なんとあか抜けないデザイン。色遣いやフォントの選び方も日本人離れ。印刷もカラーコピーみたいで、なんかバチもんみたい。
しかし、これが正真正銘、2002FIFAワールドカップのチケットだ。
62億9650万人以外の世界中の幸運な人たちにだけ、届けられる。
単純に試合を観るだけならTV中継で観た方がいいのかもしれない。解説やアップの映像、リプレイも堪能できる。
でもね。この試合なんて札幌ドームの客席半分は間違いなく外人だぜ、こんな体験、今後札幌ドームでできる筈がない。もちろんサッカーの試合なら、何回も観に行ったことはあっても、実際に生のオーケストラをコンサートホールで体験した人だけが初めて空気が震える音を体験できるように、正真正銘のワールドカップを体験できるパスなのだ。
このワールドカップ、日本で開催されるから浮き足立っているわけではない。
たとえ札幌ドームでやらなくても日本でやらなくても、ワールドカップの興奮と感動がスケールダウンすることはあり得ない。
ただし、日本代表が出場できないとなると若干ヒートダウンすることは否めないのだが。
それはワールドカップが平和ボケした世界中多くの人々に残された、数少ないナショナリズムに成り立っているからだろう。今や、ナショナルチームよりクラブチームの方がよっぽど洗練した試合や戦術をこなしていることを、もはや特別なフットボールフリークでなくても知っている。それでもプチ右翼思想の僕としては、国を背負った代表チーム同士の戦いには感慨深いものがあるのだ。
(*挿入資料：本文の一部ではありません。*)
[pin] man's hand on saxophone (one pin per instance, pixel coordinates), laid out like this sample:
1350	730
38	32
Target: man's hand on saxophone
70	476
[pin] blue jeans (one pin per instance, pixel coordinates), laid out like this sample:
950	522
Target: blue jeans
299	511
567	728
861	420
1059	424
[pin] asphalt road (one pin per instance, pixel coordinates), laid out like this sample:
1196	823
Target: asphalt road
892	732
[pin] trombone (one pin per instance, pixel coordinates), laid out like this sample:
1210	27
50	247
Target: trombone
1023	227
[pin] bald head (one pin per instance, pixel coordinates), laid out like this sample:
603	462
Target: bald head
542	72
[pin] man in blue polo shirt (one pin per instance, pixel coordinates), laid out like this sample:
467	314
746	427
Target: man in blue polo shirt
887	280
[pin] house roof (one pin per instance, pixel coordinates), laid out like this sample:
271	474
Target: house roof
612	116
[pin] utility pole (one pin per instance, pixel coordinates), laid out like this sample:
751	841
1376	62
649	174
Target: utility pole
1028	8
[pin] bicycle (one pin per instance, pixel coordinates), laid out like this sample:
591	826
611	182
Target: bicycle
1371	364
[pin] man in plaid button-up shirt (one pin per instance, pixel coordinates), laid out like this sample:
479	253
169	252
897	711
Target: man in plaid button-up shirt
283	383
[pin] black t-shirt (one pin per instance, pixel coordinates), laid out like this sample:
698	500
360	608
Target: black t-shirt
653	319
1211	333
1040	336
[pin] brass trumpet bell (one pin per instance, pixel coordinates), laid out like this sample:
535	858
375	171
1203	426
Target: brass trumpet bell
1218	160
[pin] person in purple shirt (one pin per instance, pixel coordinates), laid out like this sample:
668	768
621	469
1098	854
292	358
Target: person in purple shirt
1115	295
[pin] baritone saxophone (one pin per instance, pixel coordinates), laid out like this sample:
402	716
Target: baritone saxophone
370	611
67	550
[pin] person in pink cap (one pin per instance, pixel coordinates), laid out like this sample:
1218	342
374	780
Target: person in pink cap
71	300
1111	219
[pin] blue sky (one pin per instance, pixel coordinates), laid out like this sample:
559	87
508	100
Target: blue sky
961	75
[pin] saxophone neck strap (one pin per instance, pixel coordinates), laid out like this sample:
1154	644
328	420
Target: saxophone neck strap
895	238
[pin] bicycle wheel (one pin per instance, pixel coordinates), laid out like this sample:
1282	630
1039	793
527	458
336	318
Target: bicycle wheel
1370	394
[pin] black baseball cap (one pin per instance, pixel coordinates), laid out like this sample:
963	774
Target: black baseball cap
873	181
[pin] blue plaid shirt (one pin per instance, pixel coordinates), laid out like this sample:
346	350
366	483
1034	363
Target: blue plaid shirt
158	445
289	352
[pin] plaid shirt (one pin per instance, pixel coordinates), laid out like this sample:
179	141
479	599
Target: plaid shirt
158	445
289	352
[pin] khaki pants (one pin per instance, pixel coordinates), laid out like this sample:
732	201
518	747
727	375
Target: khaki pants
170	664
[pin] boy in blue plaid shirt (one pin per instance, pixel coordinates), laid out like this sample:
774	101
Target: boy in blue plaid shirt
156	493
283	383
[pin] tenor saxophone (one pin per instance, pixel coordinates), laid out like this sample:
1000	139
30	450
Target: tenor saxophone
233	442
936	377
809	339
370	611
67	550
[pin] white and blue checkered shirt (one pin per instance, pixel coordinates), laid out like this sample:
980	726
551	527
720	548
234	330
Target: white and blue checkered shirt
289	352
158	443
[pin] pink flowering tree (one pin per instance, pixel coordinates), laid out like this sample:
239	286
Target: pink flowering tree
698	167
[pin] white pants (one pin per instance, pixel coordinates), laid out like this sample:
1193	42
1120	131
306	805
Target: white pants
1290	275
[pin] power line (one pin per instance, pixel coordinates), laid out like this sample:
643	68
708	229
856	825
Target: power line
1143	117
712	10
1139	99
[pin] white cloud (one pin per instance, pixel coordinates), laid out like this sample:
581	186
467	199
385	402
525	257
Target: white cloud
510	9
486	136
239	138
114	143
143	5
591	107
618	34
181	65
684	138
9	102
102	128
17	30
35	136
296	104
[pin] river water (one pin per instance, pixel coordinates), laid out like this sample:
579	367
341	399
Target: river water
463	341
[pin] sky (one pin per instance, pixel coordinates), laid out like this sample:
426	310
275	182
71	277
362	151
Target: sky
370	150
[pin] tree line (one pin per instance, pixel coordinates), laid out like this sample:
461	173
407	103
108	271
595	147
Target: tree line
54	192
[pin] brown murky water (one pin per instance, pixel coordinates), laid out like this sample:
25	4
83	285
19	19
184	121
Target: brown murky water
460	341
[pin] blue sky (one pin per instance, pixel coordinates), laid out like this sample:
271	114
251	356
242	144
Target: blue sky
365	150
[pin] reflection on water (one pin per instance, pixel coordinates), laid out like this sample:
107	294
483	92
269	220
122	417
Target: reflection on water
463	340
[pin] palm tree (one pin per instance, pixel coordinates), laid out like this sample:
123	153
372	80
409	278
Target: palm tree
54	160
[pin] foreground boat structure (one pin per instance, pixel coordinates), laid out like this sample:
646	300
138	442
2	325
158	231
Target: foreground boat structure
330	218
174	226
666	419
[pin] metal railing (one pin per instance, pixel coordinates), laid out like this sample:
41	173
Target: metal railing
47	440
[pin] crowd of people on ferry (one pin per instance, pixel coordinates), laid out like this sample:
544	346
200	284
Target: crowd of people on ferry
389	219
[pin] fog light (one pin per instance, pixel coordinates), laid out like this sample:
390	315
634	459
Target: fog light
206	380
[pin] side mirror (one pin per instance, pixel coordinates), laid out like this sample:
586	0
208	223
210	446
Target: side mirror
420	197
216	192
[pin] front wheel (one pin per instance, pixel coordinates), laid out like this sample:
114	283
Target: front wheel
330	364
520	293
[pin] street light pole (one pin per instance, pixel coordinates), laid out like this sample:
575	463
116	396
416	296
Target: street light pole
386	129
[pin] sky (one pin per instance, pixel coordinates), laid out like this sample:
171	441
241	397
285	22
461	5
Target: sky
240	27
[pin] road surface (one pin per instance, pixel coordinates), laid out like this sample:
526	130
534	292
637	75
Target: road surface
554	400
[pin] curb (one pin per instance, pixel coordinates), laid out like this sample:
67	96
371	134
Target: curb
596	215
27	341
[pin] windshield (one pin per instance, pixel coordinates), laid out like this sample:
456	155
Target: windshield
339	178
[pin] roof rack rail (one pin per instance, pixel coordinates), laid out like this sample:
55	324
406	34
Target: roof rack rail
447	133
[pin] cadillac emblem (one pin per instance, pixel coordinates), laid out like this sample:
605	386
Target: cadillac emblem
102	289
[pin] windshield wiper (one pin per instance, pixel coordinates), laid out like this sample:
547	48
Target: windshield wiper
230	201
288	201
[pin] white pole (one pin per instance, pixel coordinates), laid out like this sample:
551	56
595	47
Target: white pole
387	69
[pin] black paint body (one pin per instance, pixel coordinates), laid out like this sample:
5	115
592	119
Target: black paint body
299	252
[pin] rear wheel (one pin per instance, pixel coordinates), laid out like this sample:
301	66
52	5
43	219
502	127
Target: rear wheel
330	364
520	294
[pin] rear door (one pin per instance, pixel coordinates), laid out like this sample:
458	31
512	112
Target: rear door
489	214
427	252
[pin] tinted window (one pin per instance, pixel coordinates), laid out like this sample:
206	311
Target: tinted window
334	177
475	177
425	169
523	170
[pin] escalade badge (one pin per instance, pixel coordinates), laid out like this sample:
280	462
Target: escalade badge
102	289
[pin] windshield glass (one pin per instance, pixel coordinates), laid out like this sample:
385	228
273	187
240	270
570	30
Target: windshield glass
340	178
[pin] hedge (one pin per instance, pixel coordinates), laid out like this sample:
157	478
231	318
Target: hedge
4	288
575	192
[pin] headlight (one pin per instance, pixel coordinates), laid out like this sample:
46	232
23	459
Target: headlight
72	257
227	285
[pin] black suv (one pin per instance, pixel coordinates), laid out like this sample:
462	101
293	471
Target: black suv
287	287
ところで、来るワールドカップの日本戦と決勝戦の時間帯は、民放ラジオのAM、FM、短波放送も、同じ放送(もちろん試合中継ね、念のため)を流すことになったそうだ。解説もCMも全く同じ。音声は、FIFA公認のホスト・ブロードキャスト・サービス社が制作。そこに在京キー局(TBSラジオ・文化放送・ニッポン放送・TOKYOFMの4局共同制作)が日本語中継や解説を入れた番組にするらしい。
どうしてこんな凄い事が実現したかというと、広告会社、世界の電通が、全国101局の放送枠を一括で買い切ったからだ。
これだけの局が同時に同一の番組を流すのは初めてだ。オリンピックはもちろん、昭和天皇死去の時でもなかったほどの事態。
さて、今日の憂鬱は、こういったムーブメントを少しでも貧困な成績にあえいでいるわがホームチーム、コンサドーレ札幌にも反映させてあげられないだろうかという事だ。
もし、コンサドーレ札幌のホームゲームの日だけは、札幌中のローカル番組が中継し、祝日に掲げる日の丸のように街中にコンサドーレのフラッグが翻る風景が実現したらなんて素晴らしいのだろうか。
まあ、僕も素人じゃないんで地方局の限られた年間ローカル枠や放送に伴うJリーグの契約の厳しさはよく知っている。しかし、それに近い雰囲気が札幌よりもっと小さな街、浦和や鹿島や磐田にあるのではないだろうか。
貧困な成績にあえいでいる今でこそ、街ぐるみの一層の支援が必要だろう。
そして、明言しておくが、僕はもう、柱谷監督の排除論は唱えない事にした。
考えてもみたまえ、今、たとえトルシエ監督が率いても現在の戦力では心許ないの周知の事実。
初期段階でのシステムの変更、無謀な戦術を悪く言う人もいるだろうが、だからといって10人で守り、引き分けの勝ち点1を積み上げていくような戦い方で満足できただろうか?もちろん、悪いときは監督を代えたり何か手を打たなくてはならないのは当然なのだが、今、柱谷監督を悪く言う殆どの人は排除論だけ唱えて具体的なその先がない。不平不満だけを唱えるのは若者かパンクロッカーの特権だ。
誰が言うまでもなく、現在のコンサドーレに一番、憤りを感じているのは当の本人、柱谷監督の筈だ。彼の性格を察すれば、このまま辞められるはずがないだろう。
何故、そんな風に思ったかというと、最近のワールドカップブームのおかげで過去の日本代表の歴史などの映像がよくテレビで流れている。そんな中、繰り返し流されるあのドーハの悲劇。悲願のワールドカップ初出場を逃した、あのロスタイムの悲劇。
人前も憚らずピッチで号泣する当時のキャプテン柱谷の映像を観るたび、今の僕たちの憤りややるせなさなんて、この時の彼の思いを越えることは、決してあり得ないだろうと痛感する。
僕は決めた。もう、totoも負けは買わない。コンサの負けで喜んで、小銭儲けて何になるのだ。
パッシブでいく。
決して、柱谷監督が家の近所に住んでいるという事を知ってしまったからではない。